RedRubyBlue Tue 06-Sep-11 23:19:43

I remember being flattered/embarrased at junior school when our heavily pregnant teacher went on maternity leave and came back with a little bundle to show her class.

She had given her DD the same names as me. Both first and middle names blush.

She told me she saw it on a register when I was in the first year and thought it was a lovely name and earmarked it for her future DD.

Three years later I was in her class and she fell pregnant so I couldn't have been a bad kid smile

cece Wed 07-Sep-11 22:52:36

Funnily enough DS1 has the name of a boy I taught and thought hmm that is a nice name and he is a lovely boy....

DD's name I never taught a girl with that name but I just liked it. DS2 has a classic name but none that I taught that stuck in my mind.

I have taught so many lovely children but I quite often like the naughtly ones best - bit of spirit isn't a bad thing imo. So my list might include;



But definitely not a Matthew or a Katrina - they are the only two names that still make me shudder.

AgathaTrunchbull Sat 17-Sep-11 22:45:43

I have no intention of naming a child after any of the kids at school (no matter how much they beg!), but consistently lovely ones would be:


On the Spartacus theme, we have a Troy and a Roman this year. Happiness.

RemusLupinsBiggestGroupie Sat 17-Sep-11 22:51:48

I have taught really lovely children called:

Adella (lovely name)
Aysha (pondered this for dd1)
Cassie (also pondered this for dd1)

Ashley (pondered this for dd1 had she been ds)

Teachermumof3 Sat 17-Sep-11 23:12:36

I have taught lovely children called...

Girls-Jodie, Abbie, Molly, Jessica, Felicity and Sophie, Annabel, .
Boys-Samuel, Harry, Myles, Joseph, Jacob, Michael, Alex and oliver.

I'd use any of these for my own children.

I would never ever use Ryan, Liam, Kian, Connor, Alfie, Jamie, Lewis, Harrison Stephen, Cain or Rhys/Reece though!
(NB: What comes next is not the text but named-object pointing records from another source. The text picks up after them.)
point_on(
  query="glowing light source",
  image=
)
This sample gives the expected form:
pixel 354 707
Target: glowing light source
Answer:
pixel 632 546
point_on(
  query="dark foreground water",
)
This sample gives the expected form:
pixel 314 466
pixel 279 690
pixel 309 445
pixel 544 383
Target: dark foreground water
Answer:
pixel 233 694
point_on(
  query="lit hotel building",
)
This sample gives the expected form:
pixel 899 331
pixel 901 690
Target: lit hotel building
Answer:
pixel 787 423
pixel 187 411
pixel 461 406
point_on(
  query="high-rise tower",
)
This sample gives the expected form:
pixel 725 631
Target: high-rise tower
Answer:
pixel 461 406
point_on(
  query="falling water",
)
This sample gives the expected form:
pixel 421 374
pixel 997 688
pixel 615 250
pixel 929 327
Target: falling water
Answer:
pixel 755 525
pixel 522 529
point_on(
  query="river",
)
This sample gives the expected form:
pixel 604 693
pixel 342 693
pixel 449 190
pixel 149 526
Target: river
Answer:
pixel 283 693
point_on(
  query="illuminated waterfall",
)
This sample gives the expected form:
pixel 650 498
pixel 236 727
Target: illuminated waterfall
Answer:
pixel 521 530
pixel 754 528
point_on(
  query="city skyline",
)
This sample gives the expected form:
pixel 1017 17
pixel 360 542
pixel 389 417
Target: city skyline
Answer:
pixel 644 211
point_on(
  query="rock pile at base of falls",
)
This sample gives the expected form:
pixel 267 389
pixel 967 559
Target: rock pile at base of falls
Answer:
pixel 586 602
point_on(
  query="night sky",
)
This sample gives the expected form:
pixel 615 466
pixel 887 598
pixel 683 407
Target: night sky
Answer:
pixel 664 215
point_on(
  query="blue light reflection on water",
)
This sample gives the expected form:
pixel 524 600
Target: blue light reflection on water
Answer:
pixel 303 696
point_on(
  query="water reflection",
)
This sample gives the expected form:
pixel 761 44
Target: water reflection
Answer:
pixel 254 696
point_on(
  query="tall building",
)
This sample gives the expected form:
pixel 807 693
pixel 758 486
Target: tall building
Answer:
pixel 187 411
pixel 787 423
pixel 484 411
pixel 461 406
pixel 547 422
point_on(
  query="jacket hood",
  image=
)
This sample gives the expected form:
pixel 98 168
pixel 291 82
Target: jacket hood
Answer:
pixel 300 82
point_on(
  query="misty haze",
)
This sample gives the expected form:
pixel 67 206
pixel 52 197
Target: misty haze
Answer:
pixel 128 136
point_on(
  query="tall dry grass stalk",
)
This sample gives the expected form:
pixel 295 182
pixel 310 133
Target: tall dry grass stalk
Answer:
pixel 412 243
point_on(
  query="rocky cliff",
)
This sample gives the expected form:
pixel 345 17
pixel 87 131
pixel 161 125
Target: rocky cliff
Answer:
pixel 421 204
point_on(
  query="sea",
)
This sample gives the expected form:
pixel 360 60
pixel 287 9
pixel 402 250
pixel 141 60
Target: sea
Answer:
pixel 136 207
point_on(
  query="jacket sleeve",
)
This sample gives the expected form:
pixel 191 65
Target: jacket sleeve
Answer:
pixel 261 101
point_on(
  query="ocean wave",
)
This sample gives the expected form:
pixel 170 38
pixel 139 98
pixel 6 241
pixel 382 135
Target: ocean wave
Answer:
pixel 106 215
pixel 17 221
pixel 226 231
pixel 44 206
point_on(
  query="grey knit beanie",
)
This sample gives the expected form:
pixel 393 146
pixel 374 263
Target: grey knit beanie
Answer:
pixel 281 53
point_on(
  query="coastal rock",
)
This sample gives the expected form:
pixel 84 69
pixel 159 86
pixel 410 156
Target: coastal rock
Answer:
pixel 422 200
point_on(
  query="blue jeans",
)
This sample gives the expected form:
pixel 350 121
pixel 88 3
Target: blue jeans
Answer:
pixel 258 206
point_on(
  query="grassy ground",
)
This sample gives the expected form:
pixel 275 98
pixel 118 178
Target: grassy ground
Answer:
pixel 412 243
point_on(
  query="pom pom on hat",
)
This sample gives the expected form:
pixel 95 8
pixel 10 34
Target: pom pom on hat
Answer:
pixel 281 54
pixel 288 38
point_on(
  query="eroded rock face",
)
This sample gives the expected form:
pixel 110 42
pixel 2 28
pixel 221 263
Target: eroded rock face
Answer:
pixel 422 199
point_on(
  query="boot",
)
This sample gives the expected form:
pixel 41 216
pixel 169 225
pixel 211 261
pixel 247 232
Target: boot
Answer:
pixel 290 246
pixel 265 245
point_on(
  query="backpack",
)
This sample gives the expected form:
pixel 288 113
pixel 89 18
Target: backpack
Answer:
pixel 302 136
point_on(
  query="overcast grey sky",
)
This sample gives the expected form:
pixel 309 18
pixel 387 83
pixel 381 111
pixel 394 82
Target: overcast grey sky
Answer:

RemusLupinsBiggestGroupie Sat 17-Sep-11 23:19:08

I taught a lovely Reiss.

I would also steer well clear of Cain though. Still find it incredible that anybody would think it a good name for a child.
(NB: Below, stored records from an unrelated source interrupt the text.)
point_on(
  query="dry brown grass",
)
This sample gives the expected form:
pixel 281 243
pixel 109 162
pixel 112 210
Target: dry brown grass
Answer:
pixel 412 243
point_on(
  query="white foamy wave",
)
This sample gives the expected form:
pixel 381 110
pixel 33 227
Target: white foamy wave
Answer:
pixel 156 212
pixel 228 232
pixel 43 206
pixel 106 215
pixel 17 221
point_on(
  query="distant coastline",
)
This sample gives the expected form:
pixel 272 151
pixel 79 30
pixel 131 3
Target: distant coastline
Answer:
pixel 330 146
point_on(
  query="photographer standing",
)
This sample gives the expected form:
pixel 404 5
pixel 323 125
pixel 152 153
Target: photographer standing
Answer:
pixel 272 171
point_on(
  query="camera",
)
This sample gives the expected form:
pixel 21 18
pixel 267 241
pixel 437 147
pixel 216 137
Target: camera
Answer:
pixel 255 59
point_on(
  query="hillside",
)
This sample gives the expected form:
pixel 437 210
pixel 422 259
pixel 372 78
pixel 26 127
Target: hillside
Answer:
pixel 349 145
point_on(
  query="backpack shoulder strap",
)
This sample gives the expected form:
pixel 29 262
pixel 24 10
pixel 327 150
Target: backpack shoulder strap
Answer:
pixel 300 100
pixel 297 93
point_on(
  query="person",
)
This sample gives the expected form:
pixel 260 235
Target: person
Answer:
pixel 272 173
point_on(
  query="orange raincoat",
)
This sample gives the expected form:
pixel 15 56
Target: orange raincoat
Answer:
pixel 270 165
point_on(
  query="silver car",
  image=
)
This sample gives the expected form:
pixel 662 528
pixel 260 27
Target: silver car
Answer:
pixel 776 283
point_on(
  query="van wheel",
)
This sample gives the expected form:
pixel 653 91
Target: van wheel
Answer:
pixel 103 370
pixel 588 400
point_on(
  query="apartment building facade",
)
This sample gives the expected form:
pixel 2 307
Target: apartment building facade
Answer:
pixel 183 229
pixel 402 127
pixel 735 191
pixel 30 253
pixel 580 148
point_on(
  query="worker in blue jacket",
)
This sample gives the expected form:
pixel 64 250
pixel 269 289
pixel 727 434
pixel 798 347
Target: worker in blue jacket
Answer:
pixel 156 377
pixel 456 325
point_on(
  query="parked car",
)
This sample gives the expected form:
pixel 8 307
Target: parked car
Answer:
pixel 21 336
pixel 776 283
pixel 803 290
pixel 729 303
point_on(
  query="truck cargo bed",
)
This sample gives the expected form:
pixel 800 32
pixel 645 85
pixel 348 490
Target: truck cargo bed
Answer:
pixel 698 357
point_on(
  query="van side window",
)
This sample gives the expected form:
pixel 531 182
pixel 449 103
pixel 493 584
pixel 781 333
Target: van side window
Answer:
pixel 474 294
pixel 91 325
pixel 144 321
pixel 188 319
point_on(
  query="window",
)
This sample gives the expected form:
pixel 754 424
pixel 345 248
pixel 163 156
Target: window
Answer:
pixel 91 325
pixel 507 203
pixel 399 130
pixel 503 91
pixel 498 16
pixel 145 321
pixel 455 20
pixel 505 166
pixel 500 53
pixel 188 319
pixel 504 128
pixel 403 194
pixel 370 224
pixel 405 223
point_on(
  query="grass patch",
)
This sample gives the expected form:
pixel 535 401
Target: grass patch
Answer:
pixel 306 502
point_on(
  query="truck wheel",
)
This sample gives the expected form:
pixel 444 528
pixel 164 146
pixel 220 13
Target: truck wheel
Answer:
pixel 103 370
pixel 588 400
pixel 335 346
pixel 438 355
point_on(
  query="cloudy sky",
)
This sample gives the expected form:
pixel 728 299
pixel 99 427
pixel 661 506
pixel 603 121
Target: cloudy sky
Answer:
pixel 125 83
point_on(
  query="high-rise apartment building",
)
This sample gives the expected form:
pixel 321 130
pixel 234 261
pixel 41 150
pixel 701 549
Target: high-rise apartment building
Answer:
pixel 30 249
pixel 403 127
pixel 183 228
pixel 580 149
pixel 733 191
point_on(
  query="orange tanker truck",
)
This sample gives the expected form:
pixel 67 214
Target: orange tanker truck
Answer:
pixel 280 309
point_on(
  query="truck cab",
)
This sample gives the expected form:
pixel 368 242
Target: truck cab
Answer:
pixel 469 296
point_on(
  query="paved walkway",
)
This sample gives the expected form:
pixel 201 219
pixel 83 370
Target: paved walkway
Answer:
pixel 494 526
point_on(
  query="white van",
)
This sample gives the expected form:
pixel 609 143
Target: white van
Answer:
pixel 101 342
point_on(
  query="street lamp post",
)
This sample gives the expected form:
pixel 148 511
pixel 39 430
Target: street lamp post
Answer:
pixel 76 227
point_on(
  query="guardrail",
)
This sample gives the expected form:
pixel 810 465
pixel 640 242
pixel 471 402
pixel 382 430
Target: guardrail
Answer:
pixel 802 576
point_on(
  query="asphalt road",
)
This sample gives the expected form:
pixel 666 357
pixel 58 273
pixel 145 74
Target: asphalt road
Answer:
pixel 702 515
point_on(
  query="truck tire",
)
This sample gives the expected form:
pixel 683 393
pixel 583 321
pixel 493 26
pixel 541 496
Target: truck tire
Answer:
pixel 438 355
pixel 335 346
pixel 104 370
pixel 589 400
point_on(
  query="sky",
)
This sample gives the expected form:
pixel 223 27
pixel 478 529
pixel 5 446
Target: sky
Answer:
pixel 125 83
sugarandspiceandallthingsnice Sat 17-Sep-11 23:24:41

Lots of lovely children. Hmm, repeat names who have been lovely -
Emily (on the whole)

Also had a lovely Reif who was always smiling!

SaffronCake Sun 18-Sep-11 10:48:07

Oh no, someone's reply has got me worrying now, do middle names end up on the school register?

Only I let my partner give my youngest her middle name cringe cringe. It's not a hit on Mumsnet... at ALL.